2005-12-31
Notes on getting a Solaris hardware inventory
Being able to find out what hardware is in a random machine is one of those things you don't think about very much until you inherit responsibility for a bunch of machines that you didn't build yourself.
The best hardware inventory program I've used is SGI's hinv
(although it doesn't have enough disk information). Linux has decent
hardware inventory support, but not bundled into a single command; you
have to look through a bunch of /proc files and know a few commands
like lspci. Unfortunately, Solaris is less friendly.
The old-fashioned way to get hardware information is to look at the
kernel's boot messages; on Solaris this is in syslog or via dmesg.
However, these logs get aged away if the system has been up for a
while. (I've been known to arrange for kernel syslog messages to never
expire, but I haven't set that up on my Solaris systems yet.)
The best program seems to be prtdiag, which gives CPU, memory, and
some hardware slot information (and works for non-root users, always a
bonus). There's also prtconf and a number of others, but they don't
seem to give much additional useful information about hardware.
The names of stuff in /devices has a some information, but I suspect
a good familiarity with Solaris device driver names is needed for best
results. (Solaris /proc is for processes only, so there is nothing
like Linux's collection of informative files.)

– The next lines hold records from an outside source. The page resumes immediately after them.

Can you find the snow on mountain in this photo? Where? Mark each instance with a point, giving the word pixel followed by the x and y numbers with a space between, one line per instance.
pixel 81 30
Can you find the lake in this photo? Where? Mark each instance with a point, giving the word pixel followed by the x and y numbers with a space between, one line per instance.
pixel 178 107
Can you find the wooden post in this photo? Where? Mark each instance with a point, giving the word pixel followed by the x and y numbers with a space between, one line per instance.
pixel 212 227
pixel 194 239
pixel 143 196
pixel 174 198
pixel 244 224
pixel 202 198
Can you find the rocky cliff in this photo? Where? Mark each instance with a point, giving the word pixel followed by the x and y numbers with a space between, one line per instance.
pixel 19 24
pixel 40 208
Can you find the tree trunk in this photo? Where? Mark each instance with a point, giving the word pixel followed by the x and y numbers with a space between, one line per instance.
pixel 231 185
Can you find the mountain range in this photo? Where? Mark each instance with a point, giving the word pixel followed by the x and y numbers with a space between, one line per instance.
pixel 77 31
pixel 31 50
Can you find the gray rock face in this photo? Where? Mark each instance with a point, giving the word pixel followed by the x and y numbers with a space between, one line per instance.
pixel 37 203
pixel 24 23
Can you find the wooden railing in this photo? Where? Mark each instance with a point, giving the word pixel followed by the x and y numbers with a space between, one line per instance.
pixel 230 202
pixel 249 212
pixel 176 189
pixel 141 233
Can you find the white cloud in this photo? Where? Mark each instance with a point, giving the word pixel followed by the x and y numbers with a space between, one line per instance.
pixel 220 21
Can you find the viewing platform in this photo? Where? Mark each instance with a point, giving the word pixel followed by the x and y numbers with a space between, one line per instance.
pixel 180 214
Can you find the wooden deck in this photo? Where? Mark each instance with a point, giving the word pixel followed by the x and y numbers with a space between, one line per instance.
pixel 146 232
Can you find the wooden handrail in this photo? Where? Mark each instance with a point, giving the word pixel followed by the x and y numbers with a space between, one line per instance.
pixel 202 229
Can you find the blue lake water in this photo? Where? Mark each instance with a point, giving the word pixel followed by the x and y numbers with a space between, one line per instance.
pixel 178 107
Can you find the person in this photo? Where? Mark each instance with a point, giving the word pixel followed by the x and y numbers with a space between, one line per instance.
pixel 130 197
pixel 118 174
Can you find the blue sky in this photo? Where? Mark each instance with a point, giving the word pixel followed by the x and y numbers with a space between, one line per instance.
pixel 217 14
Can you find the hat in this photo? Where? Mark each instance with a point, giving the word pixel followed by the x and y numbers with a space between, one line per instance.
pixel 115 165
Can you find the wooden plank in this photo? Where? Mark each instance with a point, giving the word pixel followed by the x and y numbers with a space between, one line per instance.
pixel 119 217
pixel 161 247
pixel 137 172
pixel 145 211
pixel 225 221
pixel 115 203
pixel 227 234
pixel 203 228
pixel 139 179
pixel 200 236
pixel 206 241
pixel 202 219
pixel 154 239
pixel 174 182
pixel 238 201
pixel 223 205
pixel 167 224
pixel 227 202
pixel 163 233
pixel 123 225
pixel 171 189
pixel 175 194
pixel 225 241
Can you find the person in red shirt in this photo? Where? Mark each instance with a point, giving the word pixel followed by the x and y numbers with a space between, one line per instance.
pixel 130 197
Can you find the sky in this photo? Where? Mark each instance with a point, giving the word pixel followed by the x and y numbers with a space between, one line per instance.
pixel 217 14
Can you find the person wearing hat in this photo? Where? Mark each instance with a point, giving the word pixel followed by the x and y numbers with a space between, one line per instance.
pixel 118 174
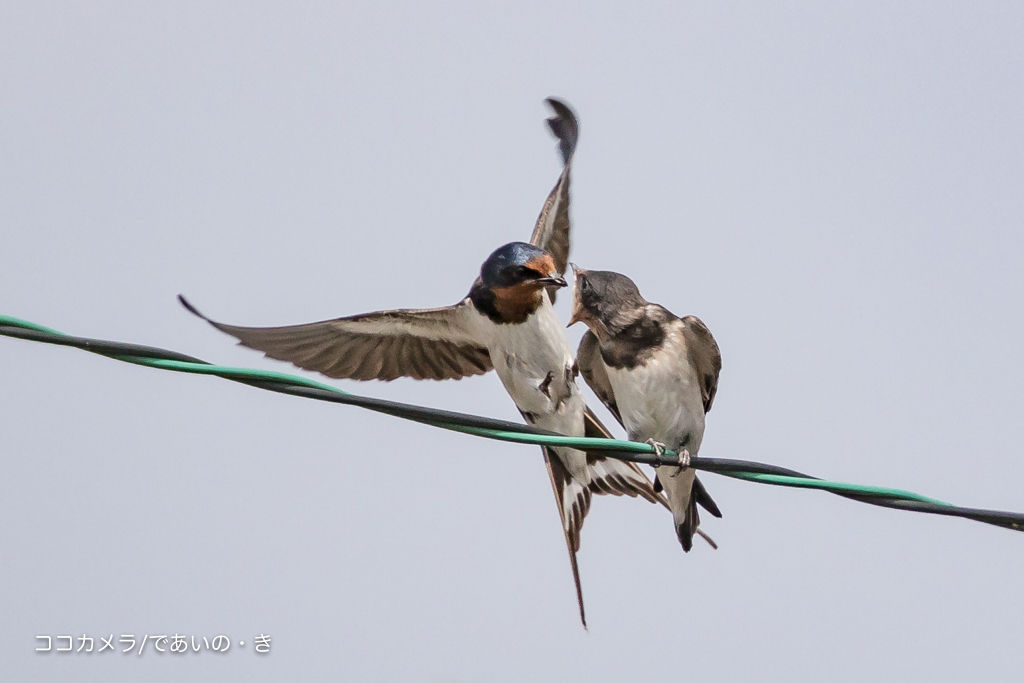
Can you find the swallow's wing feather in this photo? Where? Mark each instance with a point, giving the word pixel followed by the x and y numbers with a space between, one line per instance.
pixel 704 355
pixel 552 230
pixel 595 373
pixel 434 343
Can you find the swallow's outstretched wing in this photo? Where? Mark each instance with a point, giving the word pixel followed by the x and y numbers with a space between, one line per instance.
pixel 433 343
pixel 552 230
pixel 613 476
pixel 595 373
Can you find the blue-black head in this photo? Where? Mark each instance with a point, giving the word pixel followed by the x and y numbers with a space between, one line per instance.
pixel 518 263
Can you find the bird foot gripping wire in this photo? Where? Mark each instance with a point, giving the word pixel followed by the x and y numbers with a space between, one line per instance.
pixel 498 429
pixel 658 450
pixel 684 462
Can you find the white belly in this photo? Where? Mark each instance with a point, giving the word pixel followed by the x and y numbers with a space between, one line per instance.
pixel 535 363
pixel 662 399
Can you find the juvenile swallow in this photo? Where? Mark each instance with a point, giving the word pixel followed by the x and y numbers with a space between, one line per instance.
pixel 506 324
pixel 656 373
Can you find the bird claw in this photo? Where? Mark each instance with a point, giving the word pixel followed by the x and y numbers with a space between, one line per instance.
pixel 658 447
pixel 684 462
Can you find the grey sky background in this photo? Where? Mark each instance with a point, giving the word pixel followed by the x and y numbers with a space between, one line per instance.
pixel 835 188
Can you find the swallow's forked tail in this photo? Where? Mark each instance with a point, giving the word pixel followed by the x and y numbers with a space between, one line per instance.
pixel 572 499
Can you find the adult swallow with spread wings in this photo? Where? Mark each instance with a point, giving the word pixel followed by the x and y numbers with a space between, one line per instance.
pixel 656 373
pixel 506 324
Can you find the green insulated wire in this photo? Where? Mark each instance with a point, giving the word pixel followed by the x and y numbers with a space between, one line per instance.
pixel 500 429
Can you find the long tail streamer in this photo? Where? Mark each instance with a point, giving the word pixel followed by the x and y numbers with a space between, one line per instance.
pixel 501 429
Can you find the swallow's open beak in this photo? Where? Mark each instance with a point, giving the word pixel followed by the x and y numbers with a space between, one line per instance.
pixel 553 281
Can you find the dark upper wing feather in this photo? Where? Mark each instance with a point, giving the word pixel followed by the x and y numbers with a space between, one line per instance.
pixel 552 229
pixel 705 356
pixel 434 343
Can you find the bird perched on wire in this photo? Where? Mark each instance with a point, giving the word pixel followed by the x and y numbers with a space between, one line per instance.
pixel 506 324
pixel 656 373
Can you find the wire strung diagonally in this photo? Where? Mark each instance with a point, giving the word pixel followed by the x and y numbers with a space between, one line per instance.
pixel 501 429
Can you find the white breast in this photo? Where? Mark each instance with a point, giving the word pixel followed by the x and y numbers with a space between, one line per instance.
pixel 662 399
pixel 524 356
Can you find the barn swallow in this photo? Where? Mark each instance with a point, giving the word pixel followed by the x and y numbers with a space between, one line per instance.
pixel 656 373
pixel 506 324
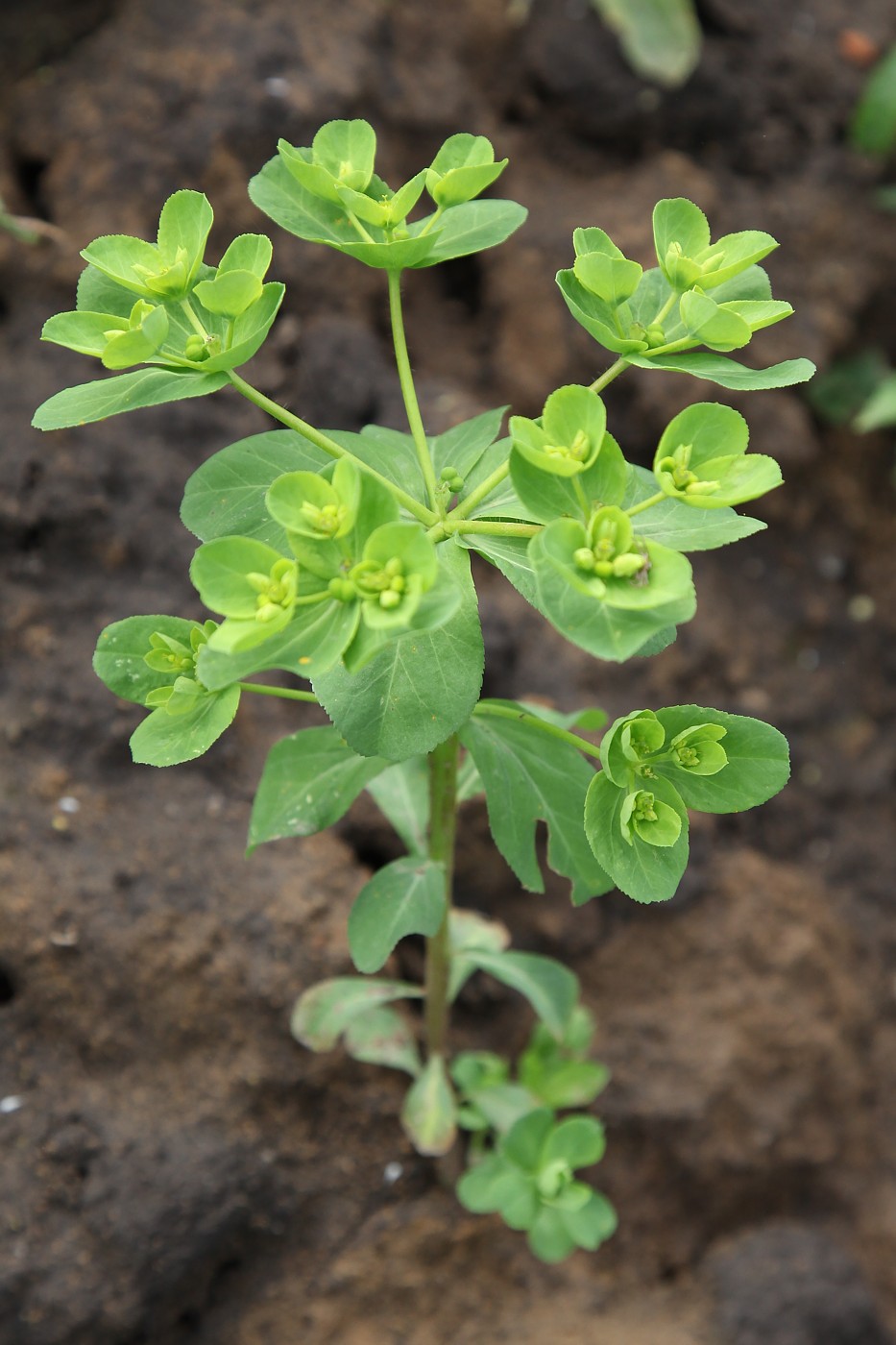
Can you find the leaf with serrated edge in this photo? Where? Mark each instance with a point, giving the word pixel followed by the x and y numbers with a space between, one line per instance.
pixel 308 782
pixel 529 776
pixel 403 897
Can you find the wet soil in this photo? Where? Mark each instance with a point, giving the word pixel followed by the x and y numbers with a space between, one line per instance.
pixel 173 1167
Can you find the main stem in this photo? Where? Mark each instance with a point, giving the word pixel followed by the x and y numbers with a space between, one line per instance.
pixel 443 804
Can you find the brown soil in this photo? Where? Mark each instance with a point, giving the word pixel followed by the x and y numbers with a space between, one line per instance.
pixel 180 1170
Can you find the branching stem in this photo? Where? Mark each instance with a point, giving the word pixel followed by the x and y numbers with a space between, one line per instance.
pixel 328 446
pixel 443 810
pixel 409 392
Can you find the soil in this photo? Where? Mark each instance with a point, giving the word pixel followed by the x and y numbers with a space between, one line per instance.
pixel 175 1170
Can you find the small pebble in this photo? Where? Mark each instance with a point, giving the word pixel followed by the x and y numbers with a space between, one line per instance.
pixel 861 608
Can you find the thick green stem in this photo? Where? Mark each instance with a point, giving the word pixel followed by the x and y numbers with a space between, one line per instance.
pixel 285 693
pixel 443 800
pixel 507 712
pixel 614 372
pixel 328 446
pixel 408 390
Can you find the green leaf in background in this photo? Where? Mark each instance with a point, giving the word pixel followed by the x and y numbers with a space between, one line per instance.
pixel 308 782
pixel 550 989
pixel 429 1113
pixel 420 689
pixel 382 1038
pixel 758 762
pixel 325 1012
pixel 674 524
pixel 89 403
pixel 227 495
pixel 643 871
pixel 728 373
pixel 880 407
pixel 166 739
pixel 526 779
pixel 120 655
pixel 873 125
pixel 661 37
pixel 403 897
pixel 401 793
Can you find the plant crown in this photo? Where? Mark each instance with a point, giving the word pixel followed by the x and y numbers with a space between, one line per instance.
pixel 345 560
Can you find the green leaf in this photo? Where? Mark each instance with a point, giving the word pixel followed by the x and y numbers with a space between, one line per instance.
pixel 680 221
pixel 549 1239
pixel 463 446
pixel 680 526
pixel 166 739
pixel 643 871
pixel 550 989
pixel 661 37
pixel 402 794
pixel 326 1011
pixel 758 762
pixel 120 656
pixel 472 228
pixel 880 407
pixel 429 1115
pixel 403 897
pixel 308 782
pixel 529 775
pixel 184 224
pixel 593 1224
pixel 547 497
pixel 596 316
pixel 227 495
pixel 309 645
pixel 580 1140
pixel 600 627
pixel 728 373
pixel 420 689
pixel 125 393
pixel 382 1038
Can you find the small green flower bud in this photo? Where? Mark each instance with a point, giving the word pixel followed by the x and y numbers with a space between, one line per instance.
pixel 624 567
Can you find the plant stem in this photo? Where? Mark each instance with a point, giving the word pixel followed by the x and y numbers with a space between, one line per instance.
pixel 328 446
pixel 443 802
pixel 482 491
pixel 287 693
pixel 408 390
pixel 490 528
pixel 506 712
pixel 614 372
pixel 647 503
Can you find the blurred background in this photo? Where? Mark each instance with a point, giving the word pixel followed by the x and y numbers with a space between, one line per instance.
pixel 174 1167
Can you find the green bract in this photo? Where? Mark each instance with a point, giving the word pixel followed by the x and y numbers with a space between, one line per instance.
pixel 569 436
pixel 702 459
pixel 341 561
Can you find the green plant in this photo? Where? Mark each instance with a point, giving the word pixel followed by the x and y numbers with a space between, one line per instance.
pixel 343 560
pixel 661 39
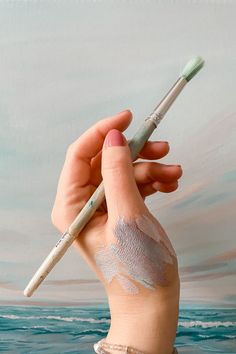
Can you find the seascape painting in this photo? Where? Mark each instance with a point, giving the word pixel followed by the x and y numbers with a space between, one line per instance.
pixel 65 65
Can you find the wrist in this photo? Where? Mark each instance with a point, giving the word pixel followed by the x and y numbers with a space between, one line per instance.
pixel 147 323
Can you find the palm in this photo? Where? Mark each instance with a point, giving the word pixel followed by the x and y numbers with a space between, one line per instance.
pixel 81 175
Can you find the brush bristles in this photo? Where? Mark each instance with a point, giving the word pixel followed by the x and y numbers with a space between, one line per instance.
pixel 192 68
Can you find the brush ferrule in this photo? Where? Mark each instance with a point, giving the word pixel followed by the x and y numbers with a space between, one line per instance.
pixel 159 112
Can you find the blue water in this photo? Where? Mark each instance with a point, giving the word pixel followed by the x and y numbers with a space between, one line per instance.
pixel 73 330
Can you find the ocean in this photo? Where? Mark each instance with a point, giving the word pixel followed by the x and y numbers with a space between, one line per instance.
pixel 74 330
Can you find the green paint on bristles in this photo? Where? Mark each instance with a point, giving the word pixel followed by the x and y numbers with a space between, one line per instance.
pixel 192 68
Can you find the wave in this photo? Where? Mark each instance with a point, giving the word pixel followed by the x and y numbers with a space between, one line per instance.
pixel 185 324
pixel 57 318
pixel 209 324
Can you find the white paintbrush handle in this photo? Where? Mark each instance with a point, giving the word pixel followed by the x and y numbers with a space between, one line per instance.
pixel 66 240
pixel 135 144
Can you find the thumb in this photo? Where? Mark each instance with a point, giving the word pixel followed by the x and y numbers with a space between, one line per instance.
pixel 121 191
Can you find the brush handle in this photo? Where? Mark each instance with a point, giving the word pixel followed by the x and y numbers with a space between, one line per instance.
pixel 135 144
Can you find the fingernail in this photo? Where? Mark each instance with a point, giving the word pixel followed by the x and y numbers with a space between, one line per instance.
pixel 125 110
pixel 156 185
pixel 114 138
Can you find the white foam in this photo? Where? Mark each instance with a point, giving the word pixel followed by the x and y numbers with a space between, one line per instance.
pixel 206 324
pixel 58 318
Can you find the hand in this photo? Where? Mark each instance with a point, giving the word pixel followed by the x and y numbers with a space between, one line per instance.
pixel 126 186
pixel 123 243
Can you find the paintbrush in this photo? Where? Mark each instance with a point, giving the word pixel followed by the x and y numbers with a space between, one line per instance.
pixel 135 144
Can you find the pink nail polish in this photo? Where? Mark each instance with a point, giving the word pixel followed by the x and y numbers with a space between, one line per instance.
pixel 114 138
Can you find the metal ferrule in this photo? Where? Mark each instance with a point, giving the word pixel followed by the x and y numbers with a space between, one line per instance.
pixel 159 112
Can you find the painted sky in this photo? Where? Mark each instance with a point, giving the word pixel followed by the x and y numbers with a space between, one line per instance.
pixel 65 65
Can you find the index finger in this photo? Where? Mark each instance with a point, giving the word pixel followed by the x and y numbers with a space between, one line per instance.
pixel 90 143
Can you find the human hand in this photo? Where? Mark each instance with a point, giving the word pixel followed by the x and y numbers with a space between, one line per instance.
pixel 123 242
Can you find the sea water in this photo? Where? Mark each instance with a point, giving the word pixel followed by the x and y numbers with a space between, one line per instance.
pixel 74 330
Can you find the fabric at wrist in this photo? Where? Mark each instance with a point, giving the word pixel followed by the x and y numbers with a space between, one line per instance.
pixel 101 346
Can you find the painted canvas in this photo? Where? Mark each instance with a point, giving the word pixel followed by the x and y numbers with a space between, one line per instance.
pixel 64 65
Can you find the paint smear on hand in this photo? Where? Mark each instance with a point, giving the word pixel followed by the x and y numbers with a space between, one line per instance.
pixel 142 253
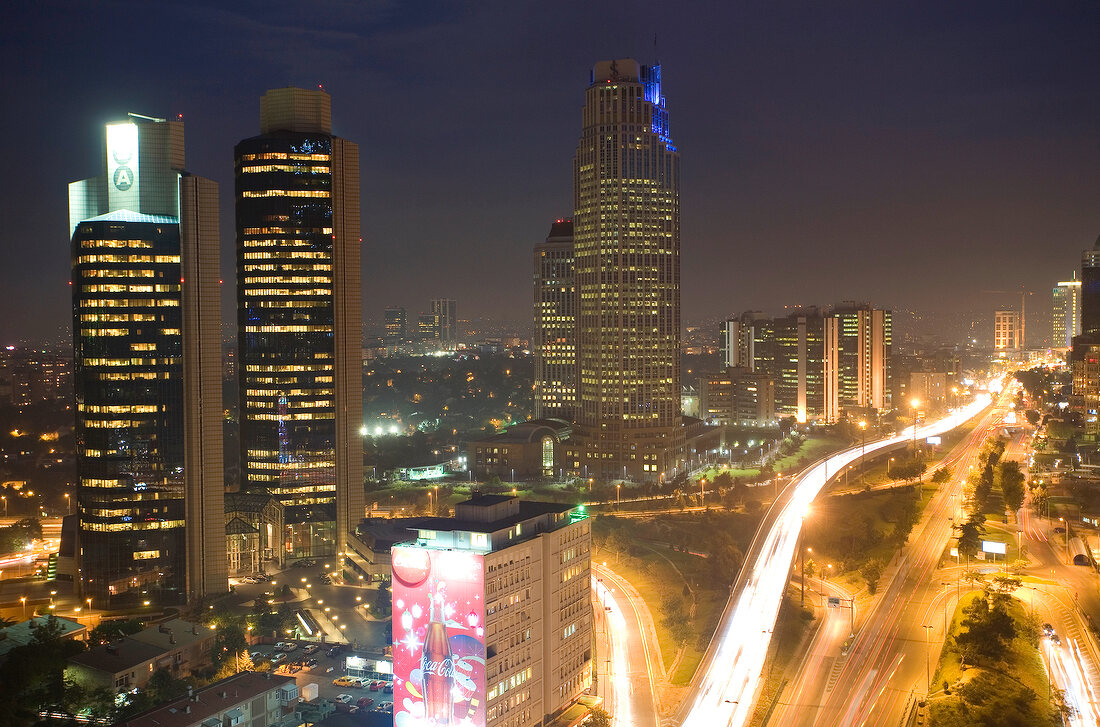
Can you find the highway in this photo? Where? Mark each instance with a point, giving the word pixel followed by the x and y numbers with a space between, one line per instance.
pixel 725 689
pixel 629 664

(People seem to use Magnicomp's sysinfo a fair bit, but it's
commercial software (with a 30 day free trial), and binary packages on
systems without real package managers make me twitchy. And its
installer has glitches that don't inspire confidence.)
2005-12-09
A surprising hazard of running as root all the time
We have some machines that are 'no user-operable parts inside'
setups; as part of that, they have no user logins, just root. (Yes,
yes, running as root all the time is bad, but on these boxes almost
all we'd ever do with a plain login is su to root.)
I'm attuned to all of the regular hazards of this, but today I
stumbled over a new one: how long it takes to notice that /var had
accidentally wound up mode 0750 (and owned by a group that didn't have
hardly anything in it) on a Solaris 2.4 machine.
Of course, root doesn't get permission denied messages, and most of
the obvious things were running as root and kept on working. About the
only sign was a large collection of files called things like
'mailAAAa00087' scribbled in /var/tmp. It turned out that these
files were complaints from cron about being unable to run lp cron
jobs because it couldn't change to lp's home directory, and bounce
messages talking about 'lp... Can't create output'.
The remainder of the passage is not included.